А потом Миша неожиданно вновь почувствовал, что он есть, и только тогда он осознал, что какое-то время его не было на свете. При этом он решительно не мог понять, сколько времени его не было. Это могли быть доли секунды, а могли быть века… Миша также не мог точно вспомнить, кто он, потому что его сбивали с толку его внутренние ощущения, которые чрезвычайно изменились. Изменились они настолько сильно, что Миша не мог узнать себя изнутри. Все те бесчисленные тахометры, термометры, манометры, динамометры, вискозиметры и прочие приборы, которые постоянно измеряют и показывают множество наших внутренних параметров, и которые мы начинаем замечать только когда мы болеем, стареем или сильно огорчаемся, – все эти приборы стали неузнаваемы. Они теперь и располагались по-другому, и выглядели по-другому, и показывали что-то совершенно несусветное. Миша чувствовал себя так, как будто перед решающим концертом кто-то подсунул ему списанную, взятую со свалки ударную установку вместо его привычных барабанов, каждый из которых Миша чувствовал почти как свою кожу – натяг, звуки, отдачу в микрофон и многое другое. Точно так же как он чувствовал бы свое бессилие наладить взаимодействие между барабанными палочками в своих руках, и подмененными барабанами, свою неспособность извлечь из них должный звук, так Миша чувствовал свое бессилие наладить взаимодействие между своим сознанием и подмененными телесными ощущениями.

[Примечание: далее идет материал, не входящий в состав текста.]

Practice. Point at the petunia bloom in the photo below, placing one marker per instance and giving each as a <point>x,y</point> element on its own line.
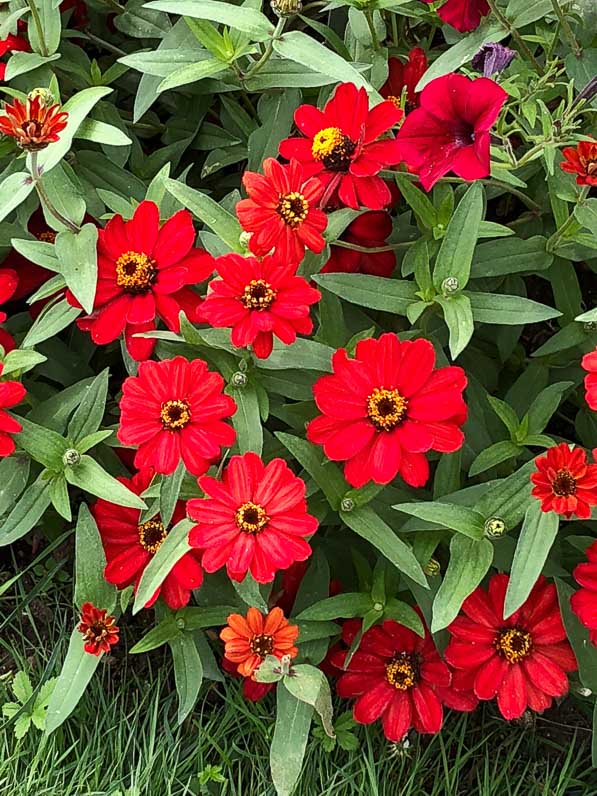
<point>343,146</point>
<point>144,270</point>
<point>130,545</point>
<point>282,211</point>
<point>384,409</point>
<point>259,299</point>
<point>175,410</point>
<point>523,660</point>
<point>450,129</point>
<point>565,482</point>
<point>253,520</point>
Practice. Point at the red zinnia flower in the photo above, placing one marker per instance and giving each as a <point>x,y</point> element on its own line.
<point>404,78</point>
<point>342,147</point>
<point>522,659</point>
<point>450,129</point>
<point>253,520</point>
<point>174,409</point>
<point>370,231</point>
<point>130,545</point>
<point>565,482</point>
<point>385,408</point>
<point>584,601</point>
<point>581,161</point>
<point>143,273</point>
<point>464,15</point>
<point>259,299</point>
<point>394,675</point>
<point>99,631</point>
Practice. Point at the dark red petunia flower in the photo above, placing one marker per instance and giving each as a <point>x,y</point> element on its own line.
<point>369,231</point>
<point>394,676</point>
<point>130,545</point>
<point>565,482</point>
<point>450,129</point>
<point>384,409</point>
<point>464,15</point>
<point>403,78</point>
<point>175,410</point>
<point>343,147</point>
<point>259,299</point>
<point>282,211</point>
<point>100,632</point>
<point>584,601</point>
<point>144,270</point>
<point>582,161</point>
<point>253,519</point>
<point>523,659</point>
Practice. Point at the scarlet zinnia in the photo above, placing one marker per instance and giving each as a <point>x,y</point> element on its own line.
<point>450,129</point>
<point>175,409</point>
<point>342,147</point>
<point>130,545</point>
<point>99,630</point>
<point>565,482</point>
<point>253,520</point>
<point>259,299</point>
<point>143,273</point>
<point>523,659</point>
<point>385,408</point>
<point>281,211</point>
<point>394,676</point>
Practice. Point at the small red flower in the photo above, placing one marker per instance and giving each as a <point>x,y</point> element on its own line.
<point>175,409</point>
<point>259,299</point>
<point>403,78</point>
<point>130,545</point>
<point>582,161</point>
<point>565,482</point>
<point>523,659</point>
<point>99,631</point>
<point>253,520</point>
<point>450,129</point>
<point>384,409</point>
<point>144,270</point>
<point>33,124</point>
<point>394,675</point>
<point>369,231</point>
<point>342,147</point>
<point>584,601</point>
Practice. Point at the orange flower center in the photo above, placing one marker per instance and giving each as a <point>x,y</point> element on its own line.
<point>251,518</point>
<point>258,295</point>
<point>135,272</point>
<point>175,415</point>
<point>514,644</point>
<point>386,408</point>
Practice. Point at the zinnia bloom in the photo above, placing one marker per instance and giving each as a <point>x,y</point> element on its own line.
<point>582,161</point>
<point>259,299</point>
<point>385,408</point>
<point>11,393</point>
<point>584,601</point>
<point>99,631</point>
<point>342,147</point>
<point>143,272</point>
<point>253,520</point>
<point>130,545</point>
<point>369,231</point>
<point>282,212</point>
<point>565,482</point>
<point>450,129</point>
<point>523,659</point>
<point>33,124</point>
<point>393,675</point>
<point>175,409</point>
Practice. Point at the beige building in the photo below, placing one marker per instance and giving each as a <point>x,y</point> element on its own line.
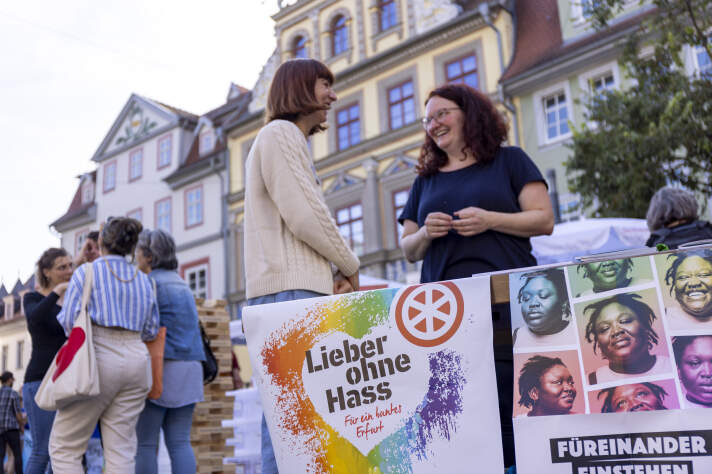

Прежде всего, появилась боль. Много разнородной боли. Болел позвоночник, тупо кололо под ребрами, ныли колени и тазобедренные суставы, ломило плечи, жгло и грызло под ложечкой, а голову словно стягивал тугой металлический обруч. От боли Миша попытался вдохнуть поглубже, но от резкого вдоха появилась режущая боль за грудиной, какая бывает при бронхите. Миша сдержал вдох и открыл глаза, но в глазах плясали какие-то пятна. Миша хотел протереть глаза рукой, но рука поднялась с болью и с трудом, и вдруг наткнулась у глаз на какой-то посторонний предмет. Миша с трудом узнал предмет наощупь: это оказались очки, которых Миша никогда не носил. Во рту тоже был какой-то непорядок: что-то в нем не то чтобы болело, но как-то мешало, неприятно беспокоило и вызывало тошноту. Миша засунул руку в рот и вытащил беспокоящий небо предмет, который оказался неожиданно большим. Миша глянул на этот предмет и увидел… искусственную челюсть.
– Ну вот, только глянь, – раздался рядом молодой голос, – не успел тебе свою шкуру доверить, как ты ее уже по частям начал разбирать. Положь чавку на место!
Миша глянул на своего соседа и увидел то, что он обычно видел, когда смотрелся в два зеркала – увидел самого себя со стороны. Затем Миша ощупал свой пустой запавший рот и попытался примостить протез на прежнее место, но тот не слушался. Юноша, похожий на Мишино отражение, выхватил у него из руки челюсть, нажал Мише на подбородок и ловко вставил ее Мише в рот.
– Ну все, пора идти, – сказало Мишино отражение голосом, похожим на тот, который Миша слышал из магнитофона, когда записывал песни под гитару в своем исполнении, – Поднимайся тихонечко, не спеша, я тебе подсоблю.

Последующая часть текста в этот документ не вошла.